Historical Context: DIL went from profitable (FY23: +₹263 Cr PAT) to loss-making (FY25: -₹7 Cr PAT) in two years. The expansion has not paid off yet. The merger with Sapphire is a bet that consolidation + synergies will fix the broken model. It’s a binary bet.
✓ Strengths
- 2,279 stores across India, Thailand, Nepal, Nigeria
- KFC India has 51% market share in branded QSR (strong moat)
- Revenue growth still double-digit (+13% TTM)
- Operating CF positive at ~₹900 Cr (business-level cash gen)
- Sky Gate acquisition now profitable — M&A capability proven
- Merger with Sapphire unlocks ₹210–225 crore annual synergies (if realised)
✗ Weaknesses
- Loss-making for 9M FY26 (cumulative -₹26.2 crore PAT)
- Pizza Hut is a zombie — negative SSSG, near-zero margin, turnaround “2 years away”

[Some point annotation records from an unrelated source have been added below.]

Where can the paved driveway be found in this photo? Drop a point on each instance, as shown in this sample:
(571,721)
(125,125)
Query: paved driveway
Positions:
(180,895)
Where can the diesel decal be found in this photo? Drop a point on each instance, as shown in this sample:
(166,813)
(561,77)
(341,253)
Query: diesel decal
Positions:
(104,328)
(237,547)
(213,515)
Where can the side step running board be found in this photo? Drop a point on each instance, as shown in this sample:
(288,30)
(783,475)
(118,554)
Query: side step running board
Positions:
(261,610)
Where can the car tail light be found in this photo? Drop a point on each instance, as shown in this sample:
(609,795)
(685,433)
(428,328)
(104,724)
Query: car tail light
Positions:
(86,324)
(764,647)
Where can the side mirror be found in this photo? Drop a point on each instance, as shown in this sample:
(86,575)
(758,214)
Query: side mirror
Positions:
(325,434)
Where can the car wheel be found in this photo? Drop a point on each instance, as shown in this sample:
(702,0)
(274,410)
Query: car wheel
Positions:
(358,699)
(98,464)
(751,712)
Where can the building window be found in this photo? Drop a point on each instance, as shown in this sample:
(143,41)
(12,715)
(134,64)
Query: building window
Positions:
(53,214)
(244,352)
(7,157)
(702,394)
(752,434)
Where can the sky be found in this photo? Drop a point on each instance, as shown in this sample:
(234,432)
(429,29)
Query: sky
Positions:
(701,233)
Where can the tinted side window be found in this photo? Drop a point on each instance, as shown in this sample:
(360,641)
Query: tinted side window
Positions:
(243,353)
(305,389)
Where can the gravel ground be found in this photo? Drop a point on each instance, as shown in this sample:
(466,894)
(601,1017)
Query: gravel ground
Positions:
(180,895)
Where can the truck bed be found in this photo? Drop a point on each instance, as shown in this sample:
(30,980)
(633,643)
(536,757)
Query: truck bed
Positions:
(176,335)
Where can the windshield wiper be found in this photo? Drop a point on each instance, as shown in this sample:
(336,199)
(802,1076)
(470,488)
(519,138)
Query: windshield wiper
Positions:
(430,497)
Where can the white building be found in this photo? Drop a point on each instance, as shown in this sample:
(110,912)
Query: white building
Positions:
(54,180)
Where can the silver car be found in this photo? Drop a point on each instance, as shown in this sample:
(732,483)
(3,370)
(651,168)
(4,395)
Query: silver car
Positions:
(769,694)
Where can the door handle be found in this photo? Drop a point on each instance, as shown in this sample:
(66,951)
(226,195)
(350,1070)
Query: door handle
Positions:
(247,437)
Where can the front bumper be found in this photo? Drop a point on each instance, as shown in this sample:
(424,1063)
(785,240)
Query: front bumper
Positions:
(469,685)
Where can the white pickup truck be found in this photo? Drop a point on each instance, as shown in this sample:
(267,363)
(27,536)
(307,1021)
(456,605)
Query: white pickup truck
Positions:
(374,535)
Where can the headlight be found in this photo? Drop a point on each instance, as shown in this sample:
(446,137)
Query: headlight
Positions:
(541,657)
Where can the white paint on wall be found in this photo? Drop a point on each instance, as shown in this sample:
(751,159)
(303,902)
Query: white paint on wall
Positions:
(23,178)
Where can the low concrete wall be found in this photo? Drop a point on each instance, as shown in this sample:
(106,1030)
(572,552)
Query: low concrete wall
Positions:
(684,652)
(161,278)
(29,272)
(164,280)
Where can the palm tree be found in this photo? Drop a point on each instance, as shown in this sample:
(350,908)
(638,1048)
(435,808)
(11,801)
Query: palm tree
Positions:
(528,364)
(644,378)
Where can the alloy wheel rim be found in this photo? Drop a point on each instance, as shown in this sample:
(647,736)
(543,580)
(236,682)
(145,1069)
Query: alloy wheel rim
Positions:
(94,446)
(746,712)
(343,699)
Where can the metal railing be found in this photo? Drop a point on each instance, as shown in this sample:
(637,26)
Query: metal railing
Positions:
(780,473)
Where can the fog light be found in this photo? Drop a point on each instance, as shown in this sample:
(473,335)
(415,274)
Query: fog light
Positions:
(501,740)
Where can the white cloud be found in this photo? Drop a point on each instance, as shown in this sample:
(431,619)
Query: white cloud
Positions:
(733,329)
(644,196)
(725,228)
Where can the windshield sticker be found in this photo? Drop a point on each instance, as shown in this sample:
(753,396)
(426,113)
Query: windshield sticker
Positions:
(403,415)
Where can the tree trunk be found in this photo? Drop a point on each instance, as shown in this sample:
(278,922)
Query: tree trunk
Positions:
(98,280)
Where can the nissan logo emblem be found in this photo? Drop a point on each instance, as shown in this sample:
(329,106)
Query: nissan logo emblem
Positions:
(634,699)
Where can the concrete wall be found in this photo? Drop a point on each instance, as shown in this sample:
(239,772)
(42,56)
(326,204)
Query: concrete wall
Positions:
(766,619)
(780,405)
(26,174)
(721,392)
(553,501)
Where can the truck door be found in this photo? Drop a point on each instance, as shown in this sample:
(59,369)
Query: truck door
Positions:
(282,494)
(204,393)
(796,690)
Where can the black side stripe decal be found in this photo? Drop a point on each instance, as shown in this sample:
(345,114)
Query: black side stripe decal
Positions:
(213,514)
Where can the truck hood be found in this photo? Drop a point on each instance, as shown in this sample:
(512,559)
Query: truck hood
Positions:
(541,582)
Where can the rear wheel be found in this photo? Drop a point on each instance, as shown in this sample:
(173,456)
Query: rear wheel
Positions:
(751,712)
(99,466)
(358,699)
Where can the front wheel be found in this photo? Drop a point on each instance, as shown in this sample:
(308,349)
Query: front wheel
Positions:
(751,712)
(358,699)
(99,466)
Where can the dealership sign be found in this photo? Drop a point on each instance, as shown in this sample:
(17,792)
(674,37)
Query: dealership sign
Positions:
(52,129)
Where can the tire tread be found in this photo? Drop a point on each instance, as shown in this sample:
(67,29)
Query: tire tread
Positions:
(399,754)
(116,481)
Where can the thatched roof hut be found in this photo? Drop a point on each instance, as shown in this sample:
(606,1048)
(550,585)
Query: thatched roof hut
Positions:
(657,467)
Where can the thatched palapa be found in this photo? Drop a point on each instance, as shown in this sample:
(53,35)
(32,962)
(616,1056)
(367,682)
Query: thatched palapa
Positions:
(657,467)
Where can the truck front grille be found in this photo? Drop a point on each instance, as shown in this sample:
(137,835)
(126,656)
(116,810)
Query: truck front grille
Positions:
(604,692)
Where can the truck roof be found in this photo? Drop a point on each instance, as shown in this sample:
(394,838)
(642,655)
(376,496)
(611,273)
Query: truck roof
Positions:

- ROCE 6.42% vs industry 15–20% — capital destruction
- Debt ₹3,343 crore, D/E 2.15x, interest coverage 0.86x — leverage at risk
- ADS flat despite store additions — market saturation real
- Promoter at 61.4% — limited public float, insider control risk
→ Opportunities
- Sapphire merger: scale to 3,000+ stores, ₹8,000 Cr+ revenue, $1bn USD target
- Synergies: G&A consolidation, procurement leverage, vendor negotiations
- Pizza Hut turnaround if DIL can deliver on marketing/innovation/tech takeover
- Aggregator strategy refinement — channel reallocation (Jan 2026 positive SSSG)
- International expansion (Thailand, Nepal, Nigeria) still underpenetrated
- New brand incubation (Sanook Kitchen, Asian cuisine) — greenfield potential
⚡ Threats
- Merger execution: CCI approval uncertain, timeline delays possible, integration risk high
- If merger fails, stock reversion from ₹116 to ₹70–80 likely
- Debt covenant breaches if operating cash flow deteriorates further
- Pizza Hut turnaround failure would compound losses and debt burden
- Aggregator pressure continues — unit economics may never recover to pre-COVID levels
- EV adoption long-term; delivery model disruption accelerating
Devyani International is not a growth story anymore. It’s a restructuring story.
The company has expanded aggressively, acquired strategically, but profitability has evaporated. The stock trades at a merger premium (₹116 with upside optionality to ₹150–165 if Sapphire closes successfully). But downside risk is sharp (₹70–80 if execution falters). The business is binary: either the merger unlocks synergies and both brands stabilise, or the combined entity struggles with legacy debt and margin pressure. There’s no middle ground here. The current price bakes in merger success. If you’re buying, you’re betting on Devyani + Sapphire management pulling off the largest Indian QSR restructuring in a decade. If you’re selling, you’re betting on CCI rejection or merger delay. For income seekers, the stock yields 0%. For growth seekers, the story is execution-dependent. For value seekers, the valuation is expensive on historical metrics and binary on forward metrics. Your thesis must be: “I believe the Sapphire merger will close and unlock ₹210+ crore annual synergies within 2 years.” If that resonates, enter. If not, wait for clarity or a repricing lower.